EU is struggling to agree a common approach, seen as vital to boost public confidence
Italy, Spain and Belgium have joined other European countries in limiting the use of the Oxford/AstraZeneca vaccine to older age groups as the EU struggles to agree common guidelines to counter expected public hesitancy.
The European Medicines Agency (EMA) on Wednesday found a possible link between the vaccine and very rare cases of blood clots, although it said its benefits far outweighed the risks and did not announce any restrictions.
In Britain, the government’s joint committee on vaccines and immunisation said healthy people aged 18 to 24 who were not at high risk of Covid should have the option of a different jab if one was available in their area.
Belgium’s national and regional health ministers subsequently agreed to restrict the vaccine to the over-55s for a month, while Italy’s health minister, Roberto Speranza, said late on Wednesday the shot should be offered only to those aged 60 and over.
Franco Locatelli, the head of the country’s health council, said people who had already had the first dose of the AstraZeneca jab could proceed with the second, and officials stressed that while the shot was not recommended for under-60s, it was not prohibited.

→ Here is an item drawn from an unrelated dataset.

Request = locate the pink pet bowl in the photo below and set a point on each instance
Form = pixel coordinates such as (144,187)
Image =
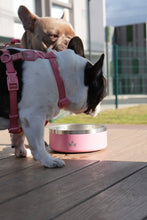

After meeting regional health chiefs, Spain’s health minister, Carolina Darias, also announced late on Wednesday that administration of the AstraZeneca vaccine would be temporarily suspended nationwide to people under the age of 60.
Spain’s autonomous regions have given more than 2.1m first shots of the Anglo-Swedish shot under a patchwork of rules and at various paces. Authorities now have to decide whether to use a different vaccine for the second dose.